Both cities have launched legal challenges against the project, and both mayors have waged a public relations war against it.

In Vancouver’s case, Robertson has used apocalyptic language, warning of toxic benzenes, 100,000 dead seabirds and a $1 billion hit to Vancouver’s economy in the event of an oil spill – worst case scenarios based on a study the city commissioned.

“He’s coming from a position that conveniently isn’t having the evidence tested by somebody thoroughly,” Anderson said. “I’m not going to judge what his motivations are. My bigger concern and interest is in local politicians like Mayor Corrigan or Mayor Robertson, given the profile they have, the effect they have on the general public and public opinion.”

Since pipelines are a federal jurisdiction, mayors like Robertson and Corrigan officially don’t have any authority to stop them from being built.

But they can wield tremendous power in the court of public opinion. Anderson believes Robertson’s dire warnings are easily countered. Based on scientific and technical studies, the NEB concluded that, despite an increase in oil tanker traffic, there is a “very low probability of a large oil spill.”

“More often than not, those counter statements aren’t the headlines,” Anderson said. “They’re page three or four or they’re a letter to the editor or they’re an editorial, an op-ed. And we all know the public doesn’t digest that as much as they’re going to digest Mayor Robertson’s comments.”

Anderson said he thinks the antipathy toward oil pipelines in general is only partly attributable to the climate-change zeitgeist that is propelling the world toward a lower carbon economy.

A number of high-profile oil spills – from Enbridge’s spill in the Kalamazoo River and BP’s catastrophic Deepwater Horizon oil spill in the Gulf of Mexico in 2010 – have increased concerns about a major oil spill in B.C.

But major spills from oil tankers have been decreasing in the last couple of decades. All oil tankers today must be double-hulled, and there are safety protocols in place to reduce the chance of a collision when in local waters.

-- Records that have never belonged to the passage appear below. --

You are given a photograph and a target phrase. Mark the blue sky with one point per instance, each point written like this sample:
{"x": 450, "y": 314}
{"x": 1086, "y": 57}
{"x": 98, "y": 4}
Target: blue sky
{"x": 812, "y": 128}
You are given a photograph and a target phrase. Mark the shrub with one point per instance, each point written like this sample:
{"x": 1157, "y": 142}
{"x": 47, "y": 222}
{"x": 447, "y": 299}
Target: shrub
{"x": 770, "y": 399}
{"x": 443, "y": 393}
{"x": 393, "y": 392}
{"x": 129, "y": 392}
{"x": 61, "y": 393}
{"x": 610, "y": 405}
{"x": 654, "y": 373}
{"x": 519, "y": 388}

“The probability of an incident is infinitesimal,” Anderson said. “It is so small.”

One of the 157 recommendations made by the NEB when it approved the pipeline expansion was that the company offset the greenhouse gases that will be generated from the construction work.

Anderson said he presumes the offset pricing would be $30 per tonne. At one million tonnes of carbon dioxide (the amount calculated from the pipeline’s construction), that would mean carbon offsets would cost the company roughly $30 million.

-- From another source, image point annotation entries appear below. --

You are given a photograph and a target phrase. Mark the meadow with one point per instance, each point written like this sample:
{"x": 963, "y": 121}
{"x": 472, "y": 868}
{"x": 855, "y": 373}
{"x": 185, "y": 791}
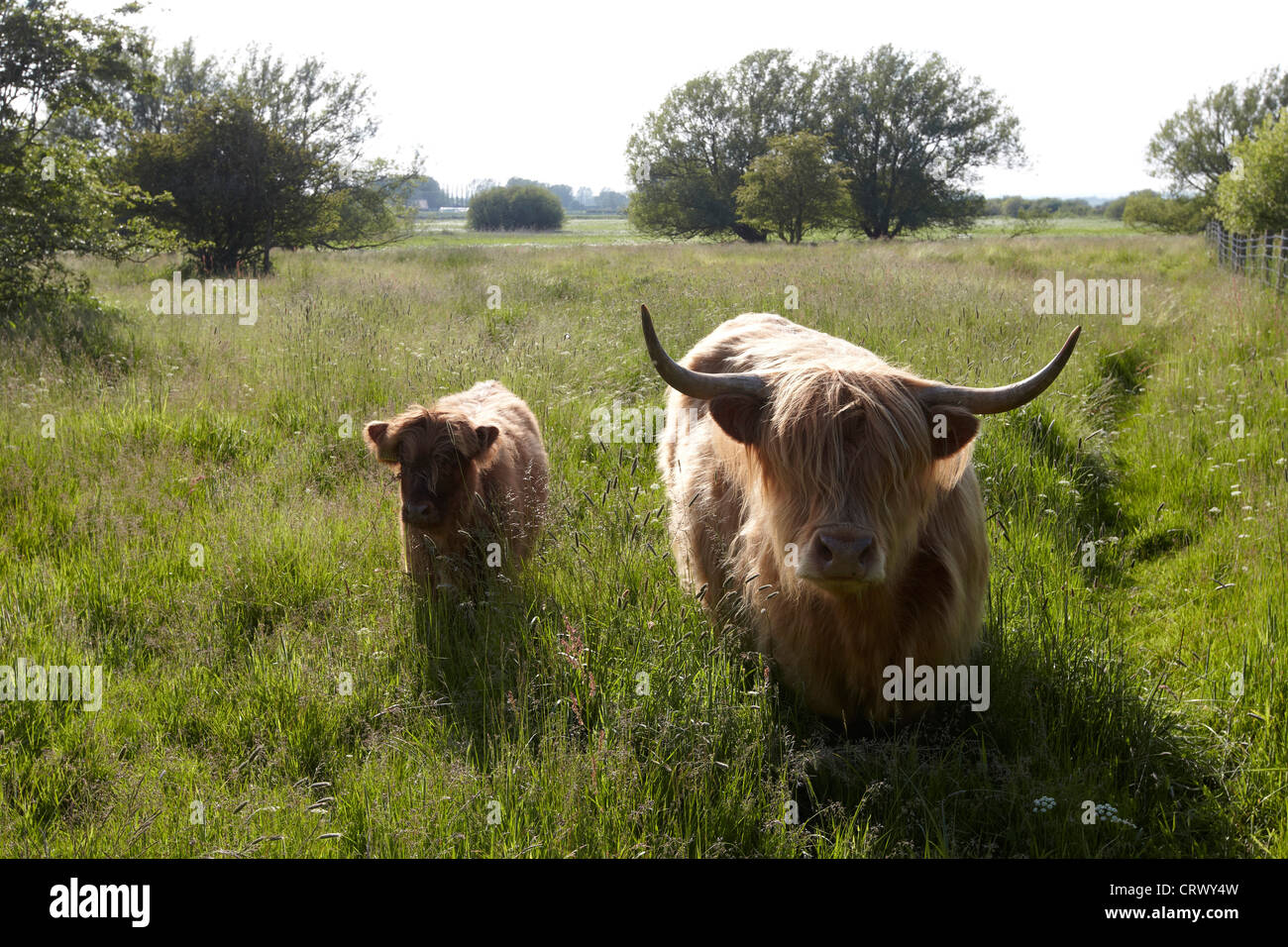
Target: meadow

It has been suggested that the company could kill two birds with one stone with an offset program, if the money is spent in B.C., because it would not only help mitigate greenhouse gases, but it might also meet one of B.C.’s five conditions for supporting the project: providing more economic benefits for B.C.

“I fully intend to talk to the government of B.C. about what role we might play with them in providing some offset benefits to British Columbia,” Anderson said. “There’s lots of options.

When he isn’t working on trying to get the first major pipeline built in B.C. in more than half a century, Anderson sits on a number of boards and committees, including the board of governors for the Business Council of BC and the Canadian Energy Pipeline Association board of directors.

A dedicated hockey dad, Anderson spends a lot of time watching his son play Midget Triple AAA hockey.

“It’s probably one of the things during the last decade that’s been a passion of mine – following his hockey,” he said. “I build my schedule around that as best I can. I go to every game I can.”